A bit more on director Nassri-she was born in Tehran, Iran, speaks four languages, is classically trained with an MFA from the Shakespeare Theater Company and was recently on stage in Washington Shakespeare Company’s Caligula. Somewhere in all that rather classy pedigree is a gut-wrenching, visceral connection to the story that enables her to extract its viciously raw essence from her large cast, assure authenticity instead of stereotype, and orchestrate lightning quick scene changes with the “prison guards” who stay in character. Nassri obviously knows her way around every inch of a stage, and has an uncompromising take on the script and characters.
Local actors Natasha Rothwell, Tiffany Jillian Green and Ashley Ware convincingly portray the posse. Monique Paige is striking as the Mother who thought she could make peace with her husband’s physical abuse until she just snaps. The depiction of her journey from denial-prone wife, to resigned inmate, to virus-infected dying mother is trump-tight. Juliana Edeke is sweetly appealing as Angel who has a touching passage recalling names and faces of relatives and friends captured in rollicking scrapbook pictures, only to be killed through gang violence, family abuse, and drive-bys.

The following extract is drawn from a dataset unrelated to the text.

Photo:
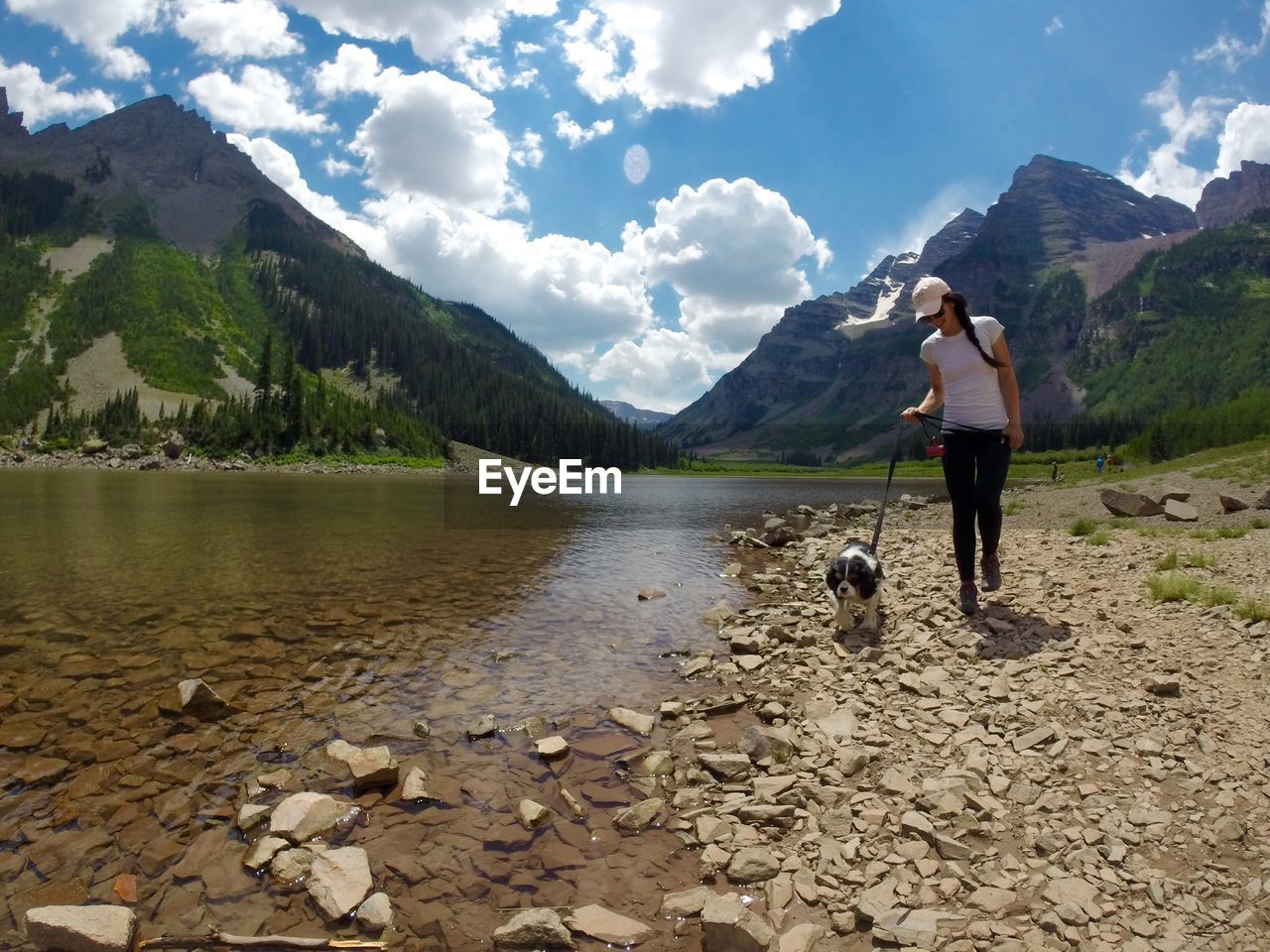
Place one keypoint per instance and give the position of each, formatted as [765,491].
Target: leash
[894,458]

That playwright Kia Corthron ia able to illuminate the life-essence of her characters with only a few lines, only to have us lose them within moments, hits hard. For example, one character playfully plans all the stylish details of her own funeral like she’s organizing her sweet sixteen party-murder is a sad though accepted reality for these girls. Also, Theodore Snead, plays the unsympathetic character Jerome, sexually abusive step-father and wife beater with a full dimensional presence, to the point that he can deliver lines about not being a bad father and doing the best he could with a straight face. Perhaps it helps that he’s speaking as a ghostly presence with blood stained shirt front and back, evidence of a bullet through his nonexistent heart.
What sets this piece apart from other categories of gritty urban drama is the lyrical poetry immersed throughout. Corthron’s language is quite striking at times, especially when Prix is describing her love – fireworks. She sketches their designs, will talk to anybody about the pyrotechnic qualities of the explosions “of precise, organized chaos,” all of which makes the loss of a fully realized human being even more painful to watch. The dead step-father matter of factly informs Prix that her mother’s prison sentence for killing him is three times what he would have served if he had just knocked her off. Corthron’s insight about the reduced value of a woman’s life when compared to a man’s is enough to make you take to the streets.
Kia Corthron hails from Cumberland, Maryland, hardly the bastion of throat slitting, chain wielding girls from the ‘hood, but maybe her twenty years in New York has helped her internalize and depict the brutal reality of life on the streets. Wherever it comes from, her writing is a piercingly fresh voice for the often overlooked and unseen characters who usually slip under the social radar, and Studio’s razor sharp production helps it cut to the bone.
- Running Time: 1:45 with 1 intermission
- When: Thru January 6th. Showtimes are Wednesday-Saturday 8:30 pm, Sunday 7:30pm.
- Where: Studio Theater, 1501 14th St, N.W. (14 & P), Washington, DC
- Information: call 202- 332-3300 or consult the website
Debbie’s got it right about telling it as it is. Tonight, I saw Breath, Boom, as a result of this review. I felt I was breathing with Roxi Trapp Dukes Victorian’s performance of Prix every raging moment of her survival.That women get 25 years to life compared to a man’s seven years with parole for the same felony offense is just one of the injustices touched on in this play about life stripped to the streets. Thank you for getting me to Studio Theatre.